To determine how the memory usage of the JVM process is distributed, request a memory analysis by using the jrcmd command to print the memory usage of the JVM. For more information, see Oracle JRockit JDK Tools.

After you get information about the memory usage of the JVM, you can start tuning the JVM to reduce the memory footprint within the areas that use the most memory.

9.2 Setting the Heap Size

The most obvious place to start tuning the memory footprint is the Java heap size. If you reduce the Java heap size, you reduce the memory footprint of the Java process by the same amount. You cannot reduce the heap size beyond a point; the heap should be large enough for all objects that are live at the same time. Preferably, the heap must be at least twice the size of the total amount of live objects, or large enough so that the JVM spends less time garbage collecting the heap than running Java code.

You can set the heap size by using the -Xms (initial heap size) and -Xmx (maximum heap size) options.

Example:

java -Xms:100m -Xmx:100m myApplication

To let the heap to grow and shrink depending on the amount of free memory in your system, set the-Xms command lower than the -Xmx command. For more information about setting the heap size, see Section 4.4, "Optimizing Memory Allocation Performance."

9.3 Selecting a Garbage Collector

The choice of a garbage collection mode or static strategy does not in itself affect the memory footprint noticeably, but if you choose the right garbage collection strategy, you reduce the heap size without a major performance degradation.

If your application uses a lot of temporary objects, consider using a generational garbage collection strategy. A nursery reduces fragmentation and allows for a smaller heap.

The concurrent garbage collector must start garbage collections before the heap is entirely full, to allow Java threads to continue allocating objects during the garbage collection. This means that the concurrent garbage collector requires a larger heap than the parallel garbage collector, and thus your primary choice for a small memory footprint is a parallel garbage collector.

The default garbage collection mode is a generational parallel garbage collection strategy. This means that the default garbage collector is a good choice when you want to minimize the memory footprint.

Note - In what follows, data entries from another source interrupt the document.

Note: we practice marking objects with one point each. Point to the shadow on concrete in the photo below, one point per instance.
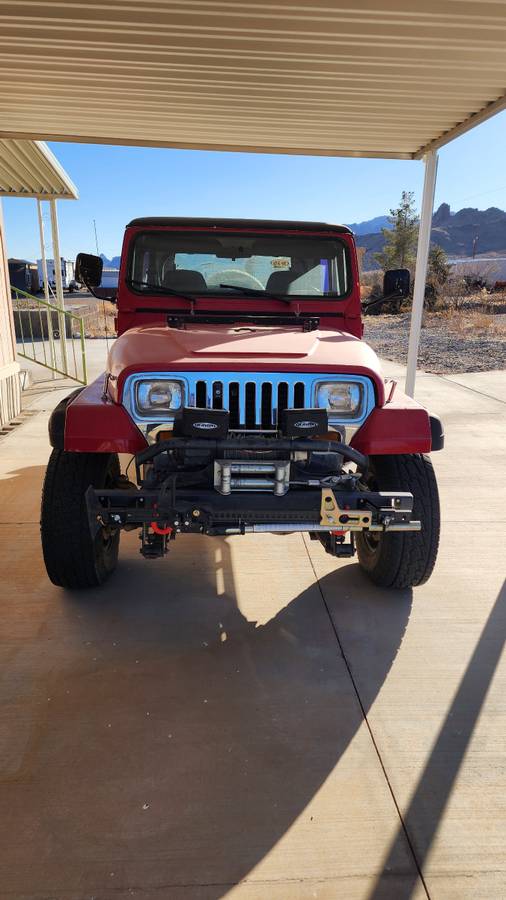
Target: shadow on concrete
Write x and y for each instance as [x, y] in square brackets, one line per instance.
[170, 740]
[434, 789]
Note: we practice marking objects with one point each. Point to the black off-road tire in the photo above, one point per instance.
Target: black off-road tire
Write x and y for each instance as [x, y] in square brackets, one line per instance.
[402, 560]
[73, 559]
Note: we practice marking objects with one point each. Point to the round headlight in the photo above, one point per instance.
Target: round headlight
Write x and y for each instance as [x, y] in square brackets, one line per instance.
[341, 397]
[158, 396]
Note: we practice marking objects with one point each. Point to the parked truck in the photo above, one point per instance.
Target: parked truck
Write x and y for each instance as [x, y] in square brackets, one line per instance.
[248, 403]
[67, 273]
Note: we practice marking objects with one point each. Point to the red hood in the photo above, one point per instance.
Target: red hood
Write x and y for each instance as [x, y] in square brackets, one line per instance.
[241, 348]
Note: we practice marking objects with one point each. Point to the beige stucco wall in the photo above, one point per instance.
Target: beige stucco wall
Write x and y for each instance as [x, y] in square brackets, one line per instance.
[10, 389]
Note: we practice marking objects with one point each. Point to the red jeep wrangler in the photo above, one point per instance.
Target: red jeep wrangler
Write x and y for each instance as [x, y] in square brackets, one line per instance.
[241, 387]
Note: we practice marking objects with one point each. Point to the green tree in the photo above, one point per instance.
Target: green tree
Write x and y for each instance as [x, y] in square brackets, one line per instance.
[399, 251]
[439, 268]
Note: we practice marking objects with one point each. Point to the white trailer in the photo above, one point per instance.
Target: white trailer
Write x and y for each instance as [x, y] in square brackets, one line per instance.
[67, 273]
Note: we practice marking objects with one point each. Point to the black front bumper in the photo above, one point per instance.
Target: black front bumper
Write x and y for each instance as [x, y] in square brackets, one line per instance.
[184, 500]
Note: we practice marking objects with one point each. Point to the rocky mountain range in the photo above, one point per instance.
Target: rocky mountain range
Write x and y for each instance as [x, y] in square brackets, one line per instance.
[468, 232]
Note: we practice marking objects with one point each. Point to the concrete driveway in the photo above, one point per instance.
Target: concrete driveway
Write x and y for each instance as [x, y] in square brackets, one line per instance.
[249, 718]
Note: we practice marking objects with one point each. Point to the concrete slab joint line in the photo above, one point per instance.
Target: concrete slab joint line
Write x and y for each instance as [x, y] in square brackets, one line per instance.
[403, 828]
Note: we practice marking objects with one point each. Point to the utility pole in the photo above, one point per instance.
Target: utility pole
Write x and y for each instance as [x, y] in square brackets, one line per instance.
[96, 239]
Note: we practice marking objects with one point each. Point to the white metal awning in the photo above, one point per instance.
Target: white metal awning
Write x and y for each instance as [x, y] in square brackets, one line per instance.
[396, 78]
[29, 169]
[390, 79]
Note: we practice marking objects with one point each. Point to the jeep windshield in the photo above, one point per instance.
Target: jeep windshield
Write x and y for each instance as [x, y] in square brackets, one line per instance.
[273, 265]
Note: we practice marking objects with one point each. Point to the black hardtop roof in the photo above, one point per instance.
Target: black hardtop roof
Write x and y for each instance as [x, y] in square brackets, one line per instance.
[242, 224]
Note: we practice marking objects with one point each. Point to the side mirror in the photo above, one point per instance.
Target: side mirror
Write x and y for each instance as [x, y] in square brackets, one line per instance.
[89, 269]
[396, 283]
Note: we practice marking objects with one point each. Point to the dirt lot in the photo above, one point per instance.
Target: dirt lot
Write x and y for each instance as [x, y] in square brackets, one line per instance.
[464, 341]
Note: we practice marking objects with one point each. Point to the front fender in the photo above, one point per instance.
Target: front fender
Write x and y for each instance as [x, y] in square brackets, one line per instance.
[400, 426]
[88, 421]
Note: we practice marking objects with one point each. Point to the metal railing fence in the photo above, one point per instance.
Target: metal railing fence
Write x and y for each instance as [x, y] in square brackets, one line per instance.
[49, 336]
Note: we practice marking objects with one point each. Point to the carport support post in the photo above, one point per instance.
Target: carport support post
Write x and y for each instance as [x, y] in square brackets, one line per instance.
[422, 257]
[46, 287]
[59, 283]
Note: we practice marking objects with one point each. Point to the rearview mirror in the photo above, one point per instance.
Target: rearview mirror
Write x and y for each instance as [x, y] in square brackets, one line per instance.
[396, 283]
[89, 269]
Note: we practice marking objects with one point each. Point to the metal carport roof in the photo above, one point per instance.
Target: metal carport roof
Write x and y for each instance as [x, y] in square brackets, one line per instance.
[378, 78]
[390, 78]
[29, 169]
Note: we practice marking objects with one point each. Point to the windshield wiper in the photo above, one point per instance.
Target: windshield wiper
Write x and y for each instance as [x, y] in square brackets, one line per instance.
[157, 289]
[255, 292]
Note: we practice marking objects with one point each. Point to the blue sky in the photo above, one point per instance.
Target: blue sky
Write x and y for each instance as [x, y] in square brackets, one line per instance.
[117, 184]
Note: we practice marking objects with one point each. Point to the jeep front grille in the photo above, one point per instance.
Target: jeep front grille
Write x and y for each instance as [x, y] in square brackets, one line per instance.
[252, 404]
[254, 399]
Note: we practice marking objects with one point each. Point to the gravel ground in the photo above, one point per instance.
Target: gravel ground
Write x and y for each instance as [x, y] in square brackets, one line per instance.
[443, 350]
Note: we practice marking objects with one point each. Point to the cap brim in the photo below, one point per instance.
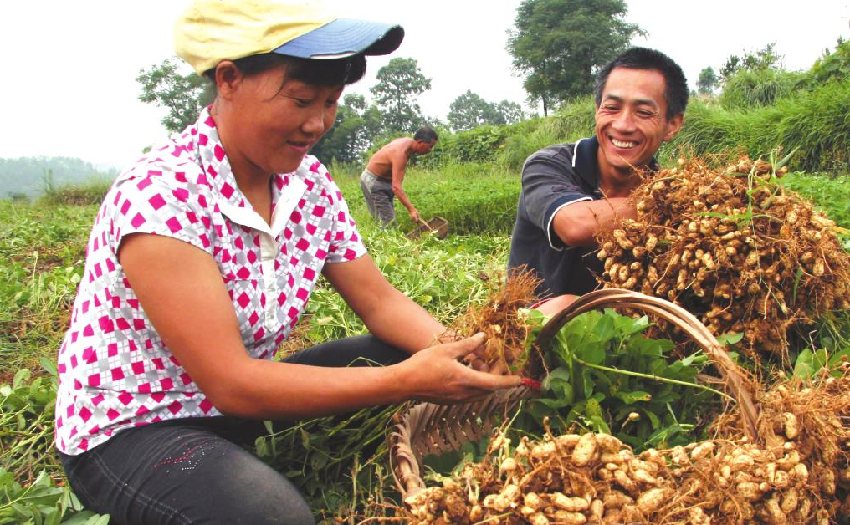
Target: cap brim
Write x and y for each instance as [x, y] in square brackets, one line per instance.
[345, 37]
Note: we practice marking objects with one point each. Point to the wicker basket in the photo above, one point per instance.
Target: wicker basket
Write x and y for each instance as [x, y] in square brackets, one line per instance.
[428, 429]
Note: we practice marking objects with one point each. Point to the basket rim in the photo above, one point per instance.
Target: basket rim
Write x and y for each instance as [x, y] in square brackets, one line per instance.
[406, 455]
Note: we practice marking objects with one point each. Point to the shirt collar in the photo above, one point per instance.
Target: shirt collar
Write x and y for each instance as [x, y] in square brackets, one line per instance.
[287, 189]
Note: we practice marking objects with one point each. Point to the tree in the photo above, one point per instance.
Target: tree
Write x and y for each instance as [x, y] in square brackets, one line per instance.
[559, 45]
[355, 126]
[760, 60]
[510, 112]
[183, 94]
[399, 82]
[469, 111]
[707, 81]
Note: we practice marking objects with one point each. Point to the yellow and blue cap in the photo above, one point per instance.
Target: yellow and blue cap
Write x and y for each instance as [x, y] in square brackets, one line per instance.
[210, 31]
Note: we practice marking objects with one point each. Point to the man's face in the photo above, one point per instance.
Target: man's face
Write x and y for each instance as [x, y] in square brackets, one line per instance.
[631, 120]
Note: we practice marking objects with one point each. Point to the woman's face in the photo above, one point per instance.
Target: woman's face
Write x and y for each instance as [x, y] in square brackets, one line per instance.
[273, 122]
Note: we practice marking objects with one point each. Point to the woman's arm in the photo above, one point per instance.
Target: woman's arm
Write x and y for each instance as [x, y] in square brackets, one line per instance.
[181, 291]
[388, 314]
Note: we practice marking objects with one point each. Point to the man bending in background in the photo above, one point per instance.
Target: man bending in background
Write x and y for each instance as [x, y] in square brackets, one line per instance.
[382, 179]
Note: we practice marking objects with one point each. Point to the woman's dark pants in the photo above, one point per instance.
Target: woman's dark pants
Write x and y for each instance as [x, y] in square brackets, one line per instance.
[197, 471]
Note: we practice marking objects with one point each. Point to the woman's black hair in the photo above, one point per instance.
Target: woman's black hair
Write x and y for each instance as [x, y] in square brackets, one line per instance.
[318, 72]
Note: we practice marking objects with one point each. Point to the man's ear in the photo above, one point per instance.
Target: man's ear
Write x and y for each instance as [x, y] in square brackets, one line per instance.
[674, 125]
[227, 78]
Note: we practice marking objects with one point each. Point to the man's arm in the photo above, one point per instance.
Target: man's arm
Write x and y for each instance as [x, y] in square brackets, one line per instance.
[579, 223]
[398, 162]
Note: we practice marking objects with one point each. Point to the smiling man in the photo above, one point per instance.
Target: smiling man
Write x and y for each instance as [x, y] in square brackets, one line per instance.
[572, 191]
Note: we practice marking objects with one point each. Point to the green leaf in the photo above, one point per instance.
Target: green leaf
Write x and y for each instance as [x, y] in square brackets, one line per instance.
[634, 396]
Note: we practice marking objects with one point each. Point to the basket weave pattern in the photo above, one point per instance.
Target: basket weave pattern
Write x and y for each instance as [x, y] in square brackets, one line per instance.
[432, 429]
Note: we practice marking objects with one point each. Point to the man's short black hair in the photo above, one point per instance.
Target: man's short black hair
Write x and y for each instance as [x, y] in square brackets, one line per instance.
[675, 84]
[426, 134]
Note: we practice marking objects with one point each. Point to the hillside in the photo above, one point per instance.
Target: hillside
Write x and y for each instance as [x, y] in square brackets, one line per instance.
[29, 176]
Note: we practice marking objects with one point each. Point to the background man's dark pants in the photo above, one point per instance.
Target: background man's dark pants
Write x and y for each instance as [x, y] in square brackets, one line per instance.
[379, 196]
[197, 471]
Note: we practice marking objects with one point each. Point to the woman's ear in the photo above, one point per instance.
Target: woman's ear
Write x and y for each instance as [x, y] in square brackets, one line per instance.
[227, 78]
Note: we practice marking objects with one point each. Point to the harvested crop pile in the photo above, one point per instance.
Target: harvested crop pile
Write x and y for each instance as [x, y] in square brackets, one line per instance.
[501, 320]
[734, 248]
[799, 475]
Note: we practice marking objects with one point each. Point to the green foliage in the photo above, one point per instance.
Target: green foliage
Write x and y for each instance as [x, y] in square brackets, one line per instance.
[764, 58]
[747, 88]
[833, 66]
[560, 44]
[830, 193]
[41, 503]
[82, 194]
[605, 376]
[815, 123]
[399, 83]
[355, 125]
[468, 111]
[183, 94]
[30, 176]
[42, 247]
[26, 423]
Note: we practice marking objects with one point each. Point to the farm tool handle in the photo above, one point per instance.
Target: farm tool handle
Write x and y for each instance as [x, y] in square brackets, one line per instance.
[679, 317]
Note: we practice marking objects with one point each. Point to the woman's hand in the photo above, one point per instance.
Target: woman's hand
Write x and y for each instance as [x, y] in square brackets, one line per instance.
[436, 375]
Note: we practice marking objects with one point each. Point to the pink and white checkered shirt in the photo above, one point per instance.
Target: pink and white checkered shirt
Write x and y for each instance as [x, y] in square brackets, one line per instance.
[114, 370]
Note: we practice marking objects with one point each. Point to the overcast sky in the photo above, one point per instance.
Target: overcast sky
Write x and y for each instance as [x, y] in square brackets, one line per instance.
[71, 66]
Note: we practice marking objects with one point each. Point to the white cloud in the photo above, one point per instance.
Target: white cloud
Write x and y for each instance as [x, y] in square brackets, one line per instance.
[71, 66]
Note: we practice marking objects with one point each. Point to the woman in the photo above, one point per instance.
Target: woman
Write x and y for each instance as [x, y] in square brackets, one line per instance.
[202, 259]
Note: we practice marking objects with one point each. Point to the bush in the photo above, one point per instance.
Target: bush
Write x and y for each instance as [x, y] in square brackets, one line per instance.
[748, 89]
[814, 123]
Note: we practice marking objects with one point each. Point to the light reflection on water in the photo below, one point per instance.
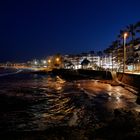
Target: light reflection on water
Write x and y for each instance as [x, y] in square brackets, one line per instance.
[38, 102]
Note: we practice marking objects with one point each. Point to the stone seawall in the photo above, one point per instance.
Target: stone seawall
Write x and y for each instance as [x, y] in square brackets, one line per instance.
[130, 79]
[82, 74]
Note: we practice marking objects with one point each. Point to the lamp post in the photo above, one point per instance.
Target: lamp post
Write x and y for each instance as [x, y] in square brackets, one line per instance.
[124, 50]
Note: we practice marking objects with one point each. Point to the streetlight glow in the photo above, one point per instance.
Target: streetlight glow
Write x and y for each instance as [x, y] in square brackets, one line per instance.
[49, 61]
[44, 61]
[125, 35]
[124, 50]
[57, 59]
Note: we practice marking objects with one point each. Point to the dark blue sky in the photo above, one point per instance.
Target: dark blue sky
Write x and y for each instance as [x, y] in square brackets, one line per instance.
[37, 28]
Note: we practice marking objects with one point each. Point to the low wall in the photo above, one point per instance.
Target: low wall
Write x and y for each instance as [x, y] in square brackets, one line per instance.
[130, 79]
[82, 74]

To change the garbage collection mode, specify the mode by using the -Xgc option.

Example:

java -Xgc:genpar myApplication

For more information about selecting a garbage collector, see Section 4.2, "Selecting and Tuning a Garbage Collector."

9.4 Tuning Compaction

Using a small heap increases the possibility of fragmentation on the heap. Fragmentation can have a severe effect on application performance, both by lowering the throughput and by causing occasional long garbage collections when the garbage collector is forced to compact the entire heap at once.

If you experience problems with fragmentation on the heap, increase the compaction ratio by using the -XXcompaction:percentage option.

Example:

java -XXcompaction:percentage=20 myApplication

If your application is not sensitive to long latencies, consider using full compaction. Full compaction enables you to use a smaller heap, because all fragmentation is eliminated at each garbage collection. You can enable full compaction by using the -XXcompaction:full option.

Example:

java -XXcompaction:full myApplication

Compaction uses memory outside of the heap for bookkeeping. As an alternative to increasing the compaction, use a generational garbage collector, which also reduces the fragmentation.

9.5 Tuning Object Allocation

You can tune the object allocation to allow smaller chunks of free memory to be used for allocation. This reduces the negative effects of fragmentation, and allows you to run with a smaller heap. The smallest chunk of memory used for object allocation is a thread local area. Free chunks smaller than the minimum thread local area size are ignored by the garbage collector and become dark matter until a later garbage collection frees some adjacent memory or compacts the area to create larger free chunks.

You can reduce the minimum thread local area size by using the -XXtlaSize:min=size option.